ADDRESS: Fort Huntington Park at West 3rd Street and Lakeside Avenue, Cleveland, OH MAP
Rock n’ Roll Hall of Fame & Museum
DESCRIPTION: A state of the art museum and hall of fame dedicated to the legends of Rock n’ Roll; dedicated fans of Little Richard, Chuck Berry, Tina Turner, Michael Jackson, Marvin Gaye, The Temptations, Smokey Robinson, Muddy Waters and Lead Belly will find important display artifacts from their careers in an immaculately designed lakefront facility. Even if you visited before, its worth a second drop-in for the frequently changing exhibits. No photography is permitted in the museum.
ADMISSION: $$ see website for the range of price options
DAYS & HOURS: daily 10a-5:30p
ADDRESS: 1100 Rock n’ Roll Blvd, Cleveland, OH MAP
DESCRIPTION: Founded in 1915, Karamu Theatre, is the nation’s oldest multi-cultural playhouse. Many African American artists gravitated here, since it was the only place providing a venue for their work. Theatre is the linchpin of the cultural complex. August Wilson, Ted Lange and Langston Hughes’ plays are commonly performed here. Famous alumni include: Ruby Dee, Ron O’Neal and Robert Guillaume.

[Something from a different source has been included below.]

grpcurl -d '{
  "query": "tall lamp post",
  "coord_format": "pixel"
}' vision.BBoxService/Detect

Black Film Festival in February is hosted by a local historian who covers films from the 1930-1950s. The school portion of the complex provides classes in art, drama, dance, music, ceramics and photography. Just entering the doors is inspirational.

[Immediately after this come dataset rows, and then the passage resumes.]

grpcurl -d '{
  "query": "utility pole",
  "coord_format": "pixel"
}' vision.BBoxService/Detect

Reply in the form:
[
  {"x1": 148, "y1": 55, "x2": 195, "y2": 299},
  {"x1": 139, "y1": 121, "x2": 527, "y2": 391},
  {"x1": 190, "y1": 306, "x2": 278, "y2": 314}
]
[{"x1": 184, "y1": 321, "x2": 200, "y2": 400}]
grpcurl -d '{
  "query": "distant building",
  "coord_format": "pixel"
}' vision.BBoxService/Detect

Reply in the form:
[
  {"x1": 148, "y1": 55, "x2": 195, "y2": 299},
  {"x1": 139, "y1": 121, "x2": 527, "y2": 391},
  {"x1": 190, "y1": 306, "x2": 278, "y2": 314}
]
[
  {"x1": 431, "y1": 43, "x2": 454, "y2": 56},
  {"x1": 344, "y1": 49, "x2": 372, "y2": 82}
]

ADDRESS: 2355 East 89th Street, Cleveland, OH MAP
African American Cultural Center
DESCRIPTION: The CSU Black Studies Program operates an African-American Cultural Center, which displays a permanent collection of African art combined with revolving exhibits of the art, culture and history of peoples of the African Diaspora.

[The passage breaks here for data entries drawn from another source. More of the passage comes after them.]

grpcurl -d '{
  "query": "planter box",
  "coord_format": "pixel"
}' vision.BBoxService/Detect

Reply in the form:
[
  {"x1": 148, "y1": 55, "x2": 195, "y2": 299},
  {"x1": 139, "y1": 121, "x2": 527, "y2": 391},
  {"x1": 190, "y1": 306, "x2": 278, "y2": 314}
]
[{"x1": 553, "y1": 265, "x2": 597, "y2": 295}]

ADDRESS: Cleveland State University Center at 2121 Euclid Avenue, Cleveland, OH MAP
African American Archive Collection
DESCRIPTION: Located in the Western Reserve Historical Society building, one can find many photographs, records, memoirs of many prominent Black Clevelanders. It has hosted an exhibit on the life stories of Clevelanders Carl and Louis Stokes to illuminate and define broader issues in African American and urban history during the the Twentieth Century. Carl Stokes became Mayor of Cleveland, a municipal judge and U.S. Ambassador. His brother Louis Stokes became a 15 term U.S. Congressman and a pivotal figure in the Black Caucus. The collection is managed by the Western Reserve Historical Society.
ADDRESS: 10825 East Blvd, Cleveland, OH MAP
African American Museum
DESCRIPTION: Established in 1953 by Icabod Flewellen, the museum provided an authentic glimpse of Blacks role in the development of America. It moved to this location in the Hough District in 1984. A variety of small to large exhibits, which included African art and artifacts, complimented community cultural outreach programs, independent films and lectures. The museum held storytelling on the 1st and 2nd Saturdays. NASA Lewis Research Center contributed to several exhibits.